The study of a biography can provide historic house museums valuable learning opportunities by providing ample ways to explore primary sources, encourage critical thinking, and conduct both literary and historical analysis. Biography has numerous uses that make tangible important humanities themes by expressing myth or fiction, community identity, popular story telling or the historical narrative of a particular time and place. These themes include the use of biography in history, the application of biography as a tool to express regional identity, and the presentation of the past through popular culture outlets, such as literature, theater, opera, and cinema.

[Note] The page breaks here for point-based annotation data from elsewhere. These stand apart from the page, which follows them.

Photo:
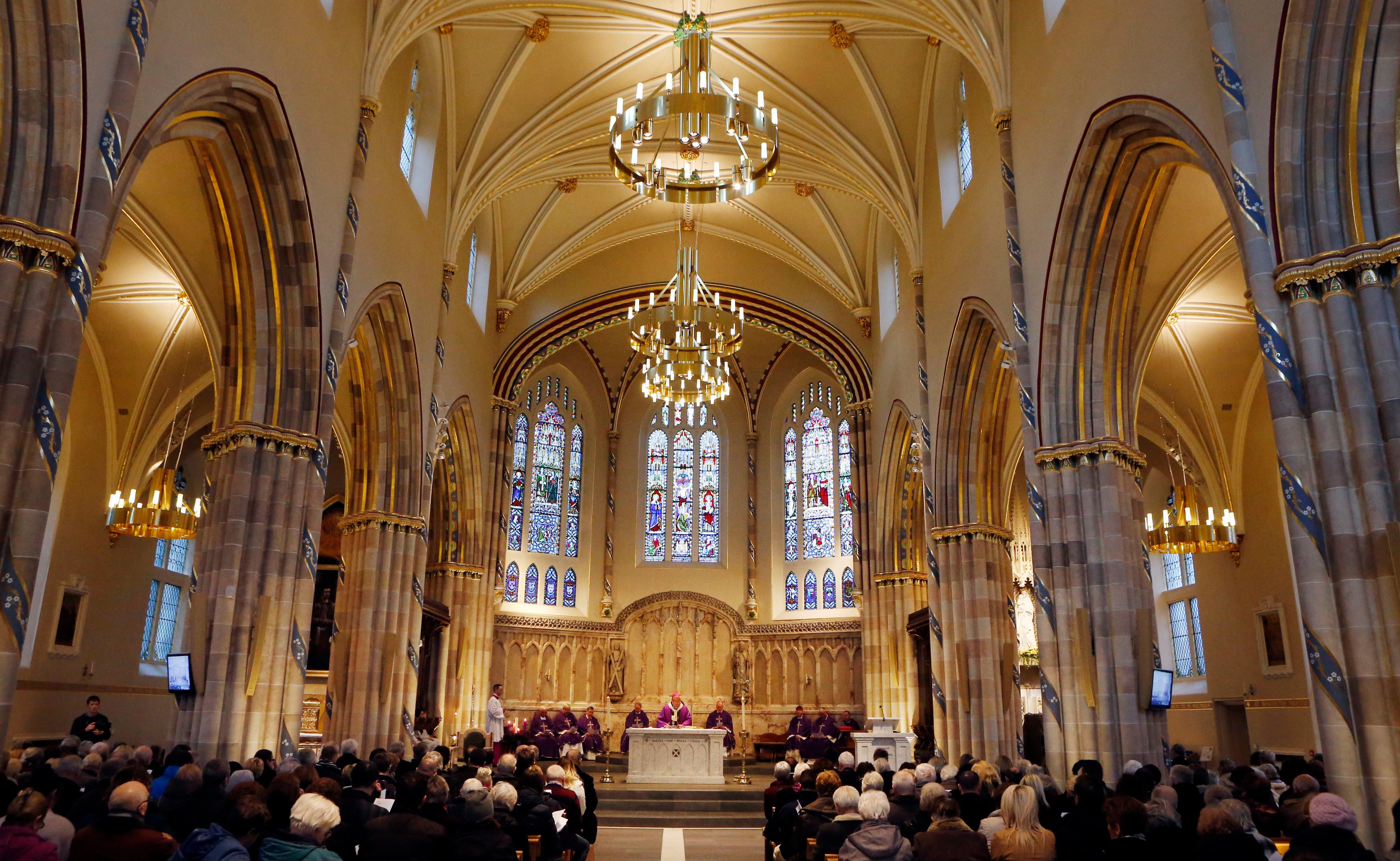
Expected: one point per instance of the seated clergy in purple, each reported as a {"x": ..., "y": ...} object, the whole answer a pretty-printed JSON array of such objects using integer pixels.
[
  {"x": 722, "y": 720},
  {"x": 635, "y": 719},
  {"x": 541, "y": 733},
  {"x": 824, "y": 734},
  {"x": 674, "y": 713},
  {"x": 566, "y": 727},
  {"x": 593, "y": 733},
  {"x": 798, "y": 729}
]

By the second half of the 20th century, changes in historical analysis, especially regarding the experiences of women and minorities, caused a re-examination of America’s most significant biographies. As Richard Etulain described in his book Re-Imagining the Modern American West, “the hegemonic Wild West myth had to be challenged, even destroyed, if women’s experiences in the American West were to be understood.”

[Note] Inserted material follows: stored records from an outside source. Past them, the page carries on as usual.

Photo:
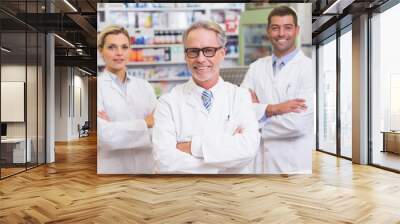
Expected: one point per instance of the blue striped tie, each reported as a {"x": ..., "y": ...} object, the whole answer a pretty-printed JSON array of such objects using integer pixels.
[{"x": 207, "y": 96}]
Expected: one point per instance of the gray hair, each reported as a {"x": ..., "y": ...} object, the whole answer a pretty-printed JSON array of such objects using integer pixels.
[
  {"x": 208, "y": 25},
  {"x": 112, "y": 29}
]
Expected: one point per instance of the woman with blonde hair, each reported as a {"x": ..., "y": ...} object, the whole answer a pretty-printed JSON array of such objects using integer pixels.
[{"x": 125, "y": 106}]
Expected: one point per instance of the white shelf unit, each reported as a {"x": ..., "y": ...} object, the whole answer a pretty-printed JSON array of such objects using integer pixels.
[
  {"x": 150, "y": 69},
  {"x": 138, "y": 46},
  {"x": 169, "y": 79}
]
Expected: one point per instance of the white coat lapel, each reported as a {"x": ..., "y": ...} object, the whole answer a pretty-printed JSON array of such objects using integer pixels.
[{"x": 113, "y": 85}]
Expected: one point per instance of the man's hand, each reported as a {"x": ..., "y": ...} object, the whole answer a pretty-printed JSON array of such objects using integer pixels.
[
  {"x": 103, "y": 115},
  {"x": 149, "y": 120},
  {"x": 184, "y": 147},
  {"x": 295, "y": 105},
  {"x": 254, "y": 97}
]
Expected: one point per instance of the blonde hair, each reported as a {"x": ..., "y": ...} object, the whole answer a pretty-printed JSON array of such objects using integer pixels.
[
  {"x": 208, "y": 25},
  {"x": 113, "y": 29}
]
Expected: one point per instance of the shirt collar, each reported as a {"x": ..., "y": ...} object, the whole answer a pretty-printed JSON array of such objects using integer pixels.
[
  {"x": 285, "y": 59},
  {"x": 115, "y": 78},
  {"x": 198, "y": 90}
]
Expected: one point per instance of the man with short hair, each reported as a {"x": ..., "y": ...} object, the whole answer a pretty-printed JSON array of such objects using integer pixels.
[
  {"x": 205, "y": 125},
  {"x": 282, "y": 88}
]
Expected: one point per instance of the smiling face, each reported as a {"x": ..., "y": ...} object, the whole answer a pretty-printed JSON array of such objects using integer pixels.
[
  {"x": 205, "y": 70},
  {"x": 282, "y": 32},
  {"x": 115, "y": 52}
]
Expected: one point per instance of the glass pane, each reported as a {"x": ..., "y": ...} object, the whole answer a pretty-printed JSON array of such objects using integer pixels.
[
  {"x": 327, "y": 97},
  {"x": 386, "y": 89},
  {"x": 346, "y": 94},
  {"x": 41, "y": 99},
  {"x": 31, "y": 100},
  {"x": 13, "y": 87}
]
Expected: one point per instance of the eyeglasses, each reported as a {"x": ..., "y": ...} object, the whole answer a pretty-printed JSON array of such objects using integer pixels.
[{"x": 207, "y": 51}]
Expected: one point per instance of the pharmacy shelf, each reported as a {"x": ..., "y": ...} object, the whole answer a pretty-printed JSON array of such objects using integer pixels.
[
  {"x": 169, "y": 79},
  {"x": 144, "y": 63},
  {"x": 154, "y": 45},
  {"x": 157, "y": 63},
  {"x": 227, "y": 8},
  {"x": 256, "y": 45},
  {"x": 232, "y": 34},
  {"x": 156, "y": 29}
]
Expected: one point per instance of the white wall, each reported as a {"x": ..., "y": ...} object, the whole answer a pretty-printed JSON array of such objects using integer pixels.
[{"x": 71, "y": 94}]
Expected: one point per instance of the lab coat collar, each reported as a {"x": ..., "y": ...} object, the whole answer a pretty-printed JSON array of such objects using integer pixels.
[
  {"x": 193, "y": 88},
  {"x": 193, "y": 93},
  {"x": 109, "y": 76}
]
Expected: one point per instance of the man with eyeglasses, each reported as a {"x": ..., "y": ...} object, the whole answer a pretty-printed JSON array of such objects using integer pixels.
[
  {"x": 282, "y": 88},
  {"x": 205, "y": 125}
]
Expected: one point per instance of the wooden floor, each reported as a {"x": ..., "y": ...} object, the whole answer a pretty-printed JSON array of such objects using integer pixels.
[{"x": 70, "y": 191}]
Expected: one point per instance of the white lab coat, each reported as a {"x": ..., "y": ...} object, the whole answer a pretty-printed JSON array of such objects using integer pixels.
[
  {"x": 124, "y": 144},
  {"x": 288, "y": 139},
  {"x": 180, "y": 116}
]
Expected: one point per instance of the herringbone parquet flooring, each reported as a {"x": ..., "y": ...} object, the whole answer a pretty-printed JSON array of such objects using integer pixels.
[{"x": 70, "y": 191}]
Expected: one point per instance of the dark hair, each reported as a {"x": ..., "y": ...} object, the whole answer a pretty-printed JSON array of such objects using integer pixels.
[{"x": 282, "y": 11}]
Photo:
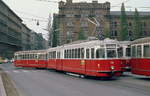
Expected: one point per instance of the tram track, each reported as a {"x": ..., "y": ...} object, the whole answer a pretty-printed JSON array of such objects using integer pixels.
[{"x": 131, "y": 84}]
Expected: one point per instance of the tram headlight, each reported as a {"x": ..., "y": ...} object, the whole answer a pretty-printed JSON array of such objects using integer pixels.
[{"x": 112, "y": 67}]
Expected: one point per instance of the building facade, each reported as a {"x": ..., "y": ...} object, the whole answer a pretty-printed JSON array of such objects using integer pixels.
[
  {"x": 77, "y": 17},
  {"x": 38, "y": 42},
  {"x": 10, "y": 31},
  {"x": 115, "y": 24},
  {"x": 95, "y": 19},
  {"x": 26, "y": 38}
]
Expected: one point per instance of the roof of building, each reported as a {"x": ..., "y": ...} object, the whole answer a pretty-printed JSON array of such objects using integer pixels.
[
  {"x": 11, "y": 10},
  {"x": 141, "y": 40},
  {"x": 118, "y": 13}
]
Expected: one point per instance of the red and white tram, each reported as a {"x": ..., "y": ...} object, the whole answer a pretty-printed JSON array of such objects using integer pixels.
[
  {"x": 92, "y": 58},
  {"x": 124, "y": 53},
  {"x": 33, "y": 59},
  {"x": 140, "y": 62}
]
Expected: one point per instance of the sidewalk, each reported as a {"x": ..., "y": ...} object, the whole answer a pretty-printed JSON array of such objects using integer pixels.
[{"x": 2, "y": 89}]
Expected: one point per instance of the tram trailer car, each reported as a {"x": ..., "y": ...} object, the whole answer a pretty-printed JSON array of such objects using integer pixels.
[
  {"x": 124, "y": 53},
  {"x": 91, "y": 58},
  {"x": 140, "y": 62},
  {"x": 32, "y": 59}
]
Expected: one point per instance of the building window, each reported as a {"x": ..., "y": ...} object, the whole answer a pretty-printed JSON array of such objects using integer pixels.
[
  {"x": 114, "y": 33},
  {"x": 129, "y": 33},
  {"x": 130, "y": 24},
  {"x": 145, "y": 33}
]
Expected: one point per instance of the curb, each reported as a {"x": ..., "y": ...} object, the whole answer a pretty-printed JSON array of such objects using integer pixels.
[{"x": 2, "y": 89}]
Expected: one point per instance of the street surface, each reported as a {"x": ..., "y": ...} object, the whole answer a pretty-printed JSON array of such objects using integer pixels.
[{"x": 35, "y": 82}]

Almost immediately after her death in 1932, Margaret’s legend began to grow and change. The first biography of Margaret Brown was in the regional best-seller, Timber Line which includes an embellished account of Margaret’s life, beginning with her unrealistic birth during a cyclone in Colorado. Fowler sold the rights to his story and the musical “The Unsinkable Molly Brown,” by Meredith Willson and Richard Morris, resulted. The musical became a smash hit on Broadway and a Hollywood movie of the same name hit theaters in 1964.

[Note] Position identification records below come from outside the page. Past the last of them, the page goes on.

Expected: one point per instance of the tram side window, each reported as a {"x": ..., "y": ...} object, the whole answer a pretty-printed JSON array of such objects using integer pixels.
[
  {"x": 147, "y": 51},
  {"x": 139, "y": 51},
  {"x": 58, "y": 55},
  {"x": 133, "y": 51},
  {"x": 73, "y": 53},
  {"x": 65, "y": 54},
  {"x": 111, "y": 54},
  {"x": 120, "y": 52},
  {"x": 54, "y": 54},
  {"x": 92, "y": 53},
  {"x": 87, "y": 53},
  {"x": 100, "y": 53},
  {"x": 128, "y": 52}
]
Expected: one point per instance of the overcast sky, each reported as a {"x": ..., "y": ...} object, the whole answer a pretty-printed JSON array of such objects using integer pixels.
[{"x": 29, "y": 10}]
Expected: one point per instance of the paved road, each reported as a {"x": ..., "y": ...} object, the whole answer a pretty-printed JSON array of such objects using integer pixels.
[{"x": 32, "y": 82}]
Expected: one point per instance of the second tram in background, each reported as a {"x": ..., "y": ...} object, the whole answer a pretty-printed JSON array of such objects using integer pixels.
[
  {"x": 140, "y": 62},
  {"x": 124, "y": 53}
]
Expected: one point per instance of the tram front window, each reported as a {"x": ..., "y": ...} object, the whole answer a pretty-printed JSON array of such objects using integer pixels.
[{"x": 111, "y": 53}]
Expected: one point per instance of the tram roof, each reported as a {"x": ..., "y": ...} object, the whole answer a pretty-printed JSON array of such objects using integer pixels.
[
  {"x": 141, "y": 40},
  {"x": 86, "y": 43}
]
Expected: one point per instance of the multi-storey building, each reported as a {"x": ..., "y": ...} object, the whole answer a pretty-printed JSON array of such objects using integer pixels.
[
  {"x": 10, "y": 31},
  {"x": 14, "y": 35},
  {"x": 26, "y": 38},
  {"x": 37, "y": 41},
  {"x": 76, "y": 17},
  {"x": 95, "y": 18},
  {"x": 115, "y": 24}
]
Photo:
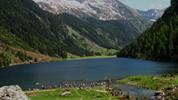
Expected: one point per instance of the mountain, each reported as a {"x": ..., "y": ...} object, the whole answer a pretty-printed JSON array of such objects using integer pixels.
[
  {"x": 152, "y": 14},
  {"x": 160, "y": 42},
  {"x": 100, "y": 9},
  {"x": 57, "y": 35}
]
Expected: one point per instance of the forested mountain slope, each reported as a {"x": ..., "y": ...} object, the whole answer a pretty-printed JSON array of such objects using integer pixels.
[
  {"x": 160, "y": 42},
  {"x": 58, "y": 35}
]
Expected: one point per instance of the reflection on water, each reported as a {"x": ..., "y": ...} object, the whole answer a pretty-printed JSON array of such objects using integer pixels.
[{"x": 92, "y": 69}]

Fast forward 50 years and the Molly Brown House Museum is still taming the embedded western mythologies which, coupled with the absence of some critical primary sources, actually creates opportunities for teachable moments in the story of Margaret Brown. Her work in the aftermath of the Titanic disaster is fairly well-documented, but for instance, when we move forward two years in her life to 1914 concerning her work driving ambulance during WWI, her actions are not as well documented.
This period in Mrs. Brown’s biography allows us to talk about personal and public communication during periods of war. Such topics as censorship and propaganda, oral histories, disrupted infrastructures, trench warfare, and early technologies in communication all help museum learners understand the shifting nature of primary sources. Now, if only we had that letter from Mrs. Brown reporting her experience driving wounded soldiers from the battlefield!
By Andrea Malcomb, Director of the Molly Brown House Museum in Denver, Colorado.